Given a user query, we:
1. Embed the query using the same model
2. Compute **cosine similarity** between the query embedding and each chunk embedding
3. Return the top-k most similar chunks

**Cosine similarity** measures the angle between two vectors — values close to 1.0 mean the texts are semantically similar.

In [None]:
def cosine_similarity(a, b):
    """Compute cosine similarity between two vectors."""
    return np.dot(a, b) / (np.linalg.norm(a) * np.linalg.norm(b))


def retrieve(query, chunks, chunk_embeddings, top_k=2):
    """Find the top_k most relevant chunks for a query."""
    query_embedding = get_embeddings([query])[0]

    similarities = [
        cosine_similarity(query_embedding, chunk_emb)
        for chunk_emb in chunk_embeddings
    ]

    # Get indices of top-k chunks sorted by similarity (highest first)
    top_indices = np.argsort(similarities)[::-1][:top_k]

    results = []
    for idx in top_indices:
        results.append({
            "chunk_index": int(idx),
            "similarity": float(similarities[idx]),
            "text": chunks[idx],
        })
    return results

In [None]:
# Try a retrieval query
query = "What presidents went to William & Mary?"
results = retrieve(query, chunks, chunk_embeddings, top_k=2)

print(f"Query: {query}\n")
for r in results:
    print(f"Chunk {r['chunk_index']} (similarity: {r['similarity']:.4f}):")
    print(r["text"])
    print()

## Step 4: Generate a Grounded Answer

Now we combine retrieval with generation. We pass the retrieved chunks as **context** in the prompt, asking Gemini to answer based only on the provided information.

This is the key idea of RAG: the model generates answers **grounded** in retrieved evidence rather than relying solely on its training data.

In [None]:
def rag_query(query, chunks, chunk_embeddings, top_k=2):
    """Full RAG pipeline: retrieve relevant chunks, then generate an answer."""

    # Step 1: Retrieve
    retrieved = retrieve(query, chunks, chunk_embeddings, top_k=top_k)
    context = "\n\n".join([r["text"] for r in retrieved])

    # Step 2: Generate with context
    prompt = f"""Answer the following question using ONLY the provided context.
If the context doesn't contain enough information, say so.

Context:
{context}

Question: {query}

Answer:"""

    response = client.models.generate_content(
        model="gemini-2.0-flash",
        contents=prompt,
    )

    return {
        "answer": response.text,
        "retrieved_chunks": retrieved,
    }

In [None]:
# Ask a question!
result = rag_query("What presidents went to William & Mary?", chunks, chunk_embeddings)

print("Answer:")
print(result["answer"])
print("\n--- Retrieved Context ---")
for r in result["retrieved_chunks"]:
    print(f"\nChunk {r['chunk_index']} (similarity: {r['similarity']:.4f}):")
    print(r["text"])

In [None]:
# Try another question
result = rag_query("Tell me about marine science research.", chunks, chunk_embeddings)

print("Answer:")
print(result["answer"])
print("\n--- Retrieved Context ---")
for r in result["retrieved_chunks"]:
    print(f"\nChunk {r['chunk_index']} (similarity: {r['similarity']:.4f}):")
    print(r["text"])

In [None]:
# Try a question the document can't answer
result = rag_query("What is the tuition at William & Mary?", chunks, chunk_embeddings)

print("Answer:")
print(result["answer"])
print("\n--- Retrieved Context ---")
for r in result["retrieved_chunks"]:
    print(f"\nChunk {r['chunk_index']} (similarity: {r['similarity']:.4f}):")
    print(r["text"])

## Exercises

1. **Try your own document:** Replace the `document` string with text from a Wikipedia article, a course syllabus, or any other source. How well does retrieval work?

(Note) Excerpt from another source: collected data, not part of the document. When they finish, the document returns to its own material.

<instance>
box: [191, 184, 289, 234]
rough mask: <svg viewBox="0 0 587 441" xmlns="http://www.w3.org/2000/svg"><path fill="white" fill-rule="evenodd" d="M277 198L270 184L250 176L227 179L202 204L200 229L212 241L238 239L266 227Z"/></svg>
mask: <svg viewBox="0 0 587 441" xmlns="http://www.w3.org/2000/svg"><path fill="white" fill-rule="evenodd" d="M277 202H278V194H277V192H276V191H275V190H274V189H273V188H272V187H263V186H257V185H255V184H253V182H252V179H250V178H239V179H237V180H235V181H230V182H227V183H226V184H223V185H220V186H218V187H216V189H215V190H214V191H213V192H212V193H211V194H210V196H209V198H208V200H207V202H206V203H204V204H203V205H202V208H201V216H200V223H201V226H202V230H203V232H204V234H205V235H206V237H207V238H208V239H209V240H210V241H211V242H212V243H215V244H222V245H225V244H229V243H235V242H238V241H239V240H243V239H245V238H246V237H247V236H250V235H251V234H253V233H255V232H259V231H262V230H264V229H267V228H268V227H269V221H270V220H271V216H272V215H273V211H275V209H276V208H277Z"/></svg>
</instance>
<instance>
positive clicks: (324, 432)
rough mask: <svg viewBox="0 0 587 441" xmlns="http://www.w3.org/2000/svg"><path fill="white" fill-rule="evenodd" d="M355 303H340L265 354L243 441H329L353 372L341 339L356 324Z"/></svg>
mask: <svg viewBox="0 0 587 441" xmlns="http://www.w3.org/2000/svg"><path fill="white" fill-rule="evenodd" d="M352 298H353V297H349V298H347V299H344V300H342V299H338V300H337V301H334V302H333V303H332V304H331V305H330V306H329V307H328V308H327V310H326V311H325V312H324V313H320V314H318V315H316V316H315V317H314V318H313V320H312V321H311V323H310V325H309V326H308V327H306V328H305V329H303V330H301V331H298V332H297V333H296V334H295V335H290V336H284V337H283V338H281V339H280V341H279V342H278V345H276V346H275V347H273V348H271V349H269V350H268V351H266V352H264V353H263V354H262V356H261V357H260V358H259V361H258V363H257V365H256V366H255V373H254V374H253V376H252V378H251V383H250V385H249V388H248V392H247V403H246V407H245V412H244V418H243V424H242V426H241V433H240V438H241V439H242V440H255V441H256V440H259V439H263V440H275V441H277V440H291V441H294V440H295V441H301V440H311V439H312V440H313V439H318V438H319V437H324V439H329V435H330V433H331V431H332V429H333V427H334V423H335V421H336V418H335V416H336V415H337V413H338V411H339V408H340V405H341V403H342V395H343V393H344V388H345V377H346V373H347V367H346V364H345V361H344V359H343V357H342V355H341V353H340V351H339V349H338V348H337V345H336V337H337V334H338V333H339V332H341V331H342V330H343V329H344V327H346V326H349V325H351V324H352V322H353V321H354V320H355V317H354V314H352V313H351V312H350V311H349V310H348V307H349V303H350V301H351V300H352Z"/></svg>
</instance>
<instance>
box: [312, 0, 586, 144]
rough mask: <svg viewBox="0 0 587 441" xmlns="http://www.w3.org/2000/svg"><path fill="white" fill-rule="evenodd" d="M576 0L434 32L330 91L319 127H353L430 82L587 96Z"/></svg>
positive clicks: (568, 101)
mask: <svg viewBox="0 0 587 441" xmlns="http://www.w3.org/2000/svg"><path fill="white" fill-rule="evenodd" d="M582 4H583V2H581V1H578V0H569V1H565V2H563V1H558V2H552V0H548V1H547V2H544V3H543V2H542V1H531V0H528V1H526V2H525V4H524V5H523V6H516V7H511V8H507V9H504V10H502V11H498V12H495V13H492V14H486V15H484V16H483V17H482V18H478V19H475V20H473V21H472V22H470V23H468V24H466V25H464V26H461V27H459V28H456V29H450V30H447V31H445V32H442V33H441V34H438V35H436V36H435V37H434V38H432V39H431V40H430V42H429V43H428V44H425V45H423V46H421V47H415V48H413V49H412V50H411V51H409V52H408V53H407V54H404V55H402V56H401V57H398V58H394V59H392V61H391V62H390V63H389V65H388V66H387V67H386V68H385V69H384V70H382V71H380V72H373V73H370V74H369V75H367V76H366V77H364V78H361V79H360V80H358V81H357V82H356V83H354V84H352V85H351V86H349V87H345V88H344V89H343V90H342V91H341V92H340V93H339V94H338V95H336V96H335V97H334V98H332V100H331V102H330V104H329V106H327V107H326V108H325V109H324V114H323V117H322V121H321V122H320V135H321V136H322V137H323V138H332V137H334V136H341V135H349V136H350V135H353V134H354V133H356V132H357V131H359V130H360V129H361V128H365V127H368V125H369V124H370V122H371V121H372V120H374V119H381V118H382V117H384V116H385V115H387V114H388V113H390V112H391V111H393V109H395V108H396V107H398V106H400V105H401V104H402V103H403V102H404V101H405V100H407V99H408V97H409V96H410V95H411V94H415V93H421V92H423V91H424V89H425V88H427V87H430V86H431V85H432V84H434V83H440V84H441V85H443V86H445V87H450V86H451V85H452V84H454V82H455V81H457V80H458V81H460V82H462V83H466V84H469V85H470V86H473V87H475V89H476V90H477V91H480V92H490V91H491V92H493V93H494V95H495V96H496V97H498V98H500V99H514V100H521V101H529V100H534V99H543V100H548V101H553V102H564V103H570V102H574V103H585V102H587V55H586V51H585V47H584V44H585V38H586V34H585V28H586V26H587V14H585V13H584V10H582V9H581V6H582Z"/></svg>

2. **Experiment with chunking:** Try `chunk_text()` with different `chunk_size` and `overlap` values instead of `chunk_by_paragraph()`. How does chunk size affect retrieval quality?

3. **Change top_k:** What happens when you retrieve more or fewer chunks? Try `top_k=1` vs `top_k=4`.

4. **Improve the prompt:** Modify the generation prompt in `rag_query()`. Can you get the model to cite which chunk it used? Can you get it to respond in a specific format?